Un errore clamoroso che è costato carissimo ad un medico: una bambina di nove anni è stata vaccinata contro il Covid per errore, al posto del papà. È accaduto questa mattina mercoledì 9 giugno a Bobingen, in Germania, nella regione della Baviera e nei pressi della città di Augusta.

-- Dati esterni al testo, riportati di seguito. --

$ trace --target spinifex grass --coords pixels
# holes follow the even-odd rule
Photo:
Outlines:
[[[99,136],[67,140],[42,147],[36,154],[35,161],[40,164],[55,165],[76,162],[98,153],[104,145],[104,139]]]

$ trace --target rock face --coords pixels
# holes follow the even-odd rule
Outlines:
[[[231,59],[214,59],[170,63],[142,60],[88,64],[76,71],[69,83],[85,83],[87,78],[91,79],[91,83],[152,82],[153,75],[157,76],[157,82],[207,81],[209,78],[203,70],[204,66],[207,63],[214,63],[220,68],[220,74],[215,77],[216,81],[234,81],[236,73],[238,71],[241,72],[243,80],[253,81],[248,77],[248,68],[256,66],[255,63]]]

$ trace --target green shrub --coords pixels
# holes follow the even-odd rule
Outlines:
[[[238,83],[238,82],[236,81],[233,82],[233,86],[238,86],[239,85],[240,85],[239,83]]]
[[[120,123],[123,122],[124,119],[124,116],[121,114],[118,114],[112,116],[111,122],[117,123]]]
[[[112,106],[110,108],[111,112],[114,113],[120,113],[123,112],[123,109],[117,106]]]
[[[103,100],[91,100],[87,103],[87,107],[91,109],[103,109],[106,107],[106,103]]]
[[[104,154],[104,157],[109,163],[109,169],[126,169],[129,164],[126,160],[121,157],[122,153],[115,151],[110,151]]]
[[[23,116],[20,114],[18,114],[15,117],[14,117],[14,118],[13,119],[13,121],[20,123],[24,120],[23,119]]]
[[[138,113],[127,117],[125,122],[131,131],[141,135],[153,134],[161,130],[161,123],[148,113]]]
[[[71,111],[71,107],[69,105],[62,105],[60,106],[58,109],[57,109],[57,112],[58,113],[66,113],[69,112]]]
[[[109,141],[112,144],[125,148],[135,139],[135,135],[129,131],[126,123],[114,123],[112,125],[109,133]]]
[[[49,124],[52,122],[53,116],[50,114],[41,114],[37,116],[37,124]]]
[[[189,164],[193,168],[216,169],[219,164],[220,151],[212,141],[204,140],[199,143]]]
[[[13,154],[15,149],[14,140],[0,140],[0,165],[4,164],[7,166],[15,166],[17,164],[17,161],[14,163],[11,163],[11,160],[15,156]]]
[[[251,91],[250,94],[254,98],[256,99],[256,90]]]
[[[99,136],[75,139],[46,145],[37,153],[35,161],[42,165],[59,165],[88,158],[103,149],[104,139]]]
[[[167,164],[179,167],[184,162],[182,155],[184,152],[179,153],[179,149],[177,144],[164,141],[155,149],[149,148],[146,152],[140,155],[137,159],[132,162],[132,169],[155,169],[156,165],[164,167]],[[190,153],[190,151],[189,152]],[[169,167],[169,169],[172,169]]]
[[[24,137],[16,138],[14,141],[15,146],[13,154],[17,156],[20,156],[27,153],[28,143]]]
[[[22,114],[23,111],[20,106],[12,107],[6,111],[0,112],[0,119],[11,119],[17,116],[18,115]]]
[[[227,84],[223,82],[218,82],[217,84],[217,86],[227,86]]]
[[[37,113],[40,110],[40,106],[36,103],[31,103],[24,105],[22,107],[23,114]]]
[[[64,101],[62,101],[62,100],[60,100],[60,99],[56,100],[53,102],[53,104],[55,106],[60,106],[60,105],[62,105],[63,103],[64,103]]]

Il medico, dopo il clamoroso errore, è stato denunciato per lesioni personali colpose e licenziato. Il dottoresi è subito accorto dell’errore e si è scusato col padre della bambina, il vero destinatario della dose. Il medico “ha spiegato di aver capito che la bambina fosse ritenuta a rischio per alcune comodità, ma in realtà la piccola era lì in compagnia del padre che doveva essere vaccinato”, scrive Leggo.

In Germania infatti il vaccino contro il Covid è stato autorizzato solo a partire dai 12 anni e per questo motivo le autorità sanitarie hanno deciso di adottare le sanzioni più severe nei confronti dell’uomo. La bambina è stata portata in una clinica, dove resterà in osservazione, ma il padre ha assicurato che sta bene: “Al momento non c’è alcun effetto collaterale”. Sono emersi poi altri particolari sull’incidente: un avvocato ha spiegato per conto del fornitore di servizi che il medico aveva erroneamente ipotizzato che la bambina fosse una paziente ad alto rischio che aveva effettivamente bisogno di essere vaccinata. L’azienda si è immediatamente dissociata dal dipendente. Come ha raccontato il padre la vaccinazione è stata fatta subito dopo che il medico ha scherzato con sua figlia nella cabina di cura. Il medico si è scusato immediatamente, e la piccola è stata portata in una clinica per l’osservazione dopo l’incidente. Secondo il padre, la vaccinazione finora non ha avuto conseguenze sulla salute della figlia: “Non le manca nulla”, ha continuato a ribadire.